A little piece of Dixie came to the Great White North this past Tuesday, as southern rockers Blackberry Smoke made a rare Canadian appearance at the Virgin Mobile Mod Club in downtown Toronto, Ontario.

Currently on a tour that is part of the Live Nation: One to Watch series, 2013 is poised to be a breakout year for this veteran road band.  Having opened select shows over the past year for superstars The Zac Brown Band (including a recent sold out show at the "Big Room", Madison Square Garden) and legendary southern rock pioneers Lynyrd Skynyrd, the exposure is starting to pay dividends.  Evidence of this fact is the large turnout on a cold Tuesday night, at a club that is beautiful but can be tough to get to in Toronto, and the fact that virtually all ages were represented.  The night was indeed a great Canadian love-in for the hardest working band the state of Georgia has to offer.

Performing a generous 2-plus hour set, the band opened up with "Leave a Scar", a track from the recently released and wonderful The Whippoorwill, and rolled seamlessly in to "Six Ways to Sunday."  Lead vocalist/guitarist introduced the bands first single from The Whippoorwhill by correctly stating "country radio in the US is a little f'd up right now" before the band tore in to "Pretty Little Lie", a tune that should be a big hit for the guys as long as there are enough radio stations with programmers who have the guts to play it.  The video has already garnered widespread play through fan voting at CMT in the USA.

A quick guitar change with a showing of the words "Smoke One" on the underside of the said guitar signalled to the crowd that we were about to go "Up In Smoke", a performance from their 2009 release, the equally as good "Little Piece of Dixie."  One of the biggest reponses of the night came with the next tune and captured the entire mood of the evening with the raucous "Good One Coming On."  "Good One" is a tune that ought to be on every DJ's playlist at 5:00 Friday afternoon.  It's the perfect intro to the weekend and the perfect singalong, as evidenced by the crowd belting out every note.

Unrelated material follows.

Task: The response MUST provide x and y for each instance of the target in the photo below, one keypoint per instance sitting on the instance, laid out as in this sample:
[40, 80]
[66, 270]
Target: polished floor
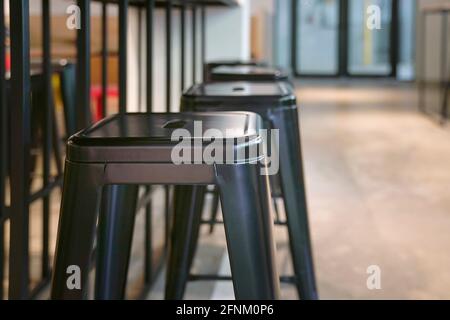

Blackberry Smoke clearly is the modern day southern rock band, but do not attend one of their shows expecting to hear a southern rock tribute band.  The only moment where the cover of any southern rock songs occurred was during "Sleeping Dogs", as the Starr and guitartist Paul Jackson took a moment to work in a short instrumental of "Blue Sky", followed up by a snippet of "Midnight Rider", two cuts from The Allman Brothers Band.  This band is proud of their originality and proud to have a distinct sound that is different from their forefathers.  And this band can more than back it up with their level of talent.

Other highlights of the evening was a performance of "Left of Me", a tune that was recently featured in an episode of the FX program Sons of Anarchy, and one of the closing numbers "Shake Your Magnolia", which featured that good old fashioned rock n' roll staple, two ladies dancing on the side of the stage.

Opening the show for Blackberry Smoke was a young man from Alabama, Drake White.  Drake performed his opening set with just himself and an acoustic guitar, and performed admirably.  This young man is set to carry on the great southern rock and country tradition and is an excellent choice to be the opening act on this tour.  A song inspired by his grandfather, "Fifty Years to Late", shows that Drake is a deep and thoughtful singer songwriter who is ready to take his artistic career to the next level.

The tour continues this weekend, beginning tonight (Feb. 8) in Silver Spring, Maryland at the Filmore Silver Spring, tomorrow (Feb. 9) in Philadelphia, Pennsylvania at the Theatre of the Living Arts, and Monday (Feb. 11) at Headliner's Music Hall in Louisville, Kentucky.  Blackberry Smoke will also open up for the Zac Brown Band for a few dates in February.  Drake White opens for all dates on the Live Nation Ones to Watch Tour.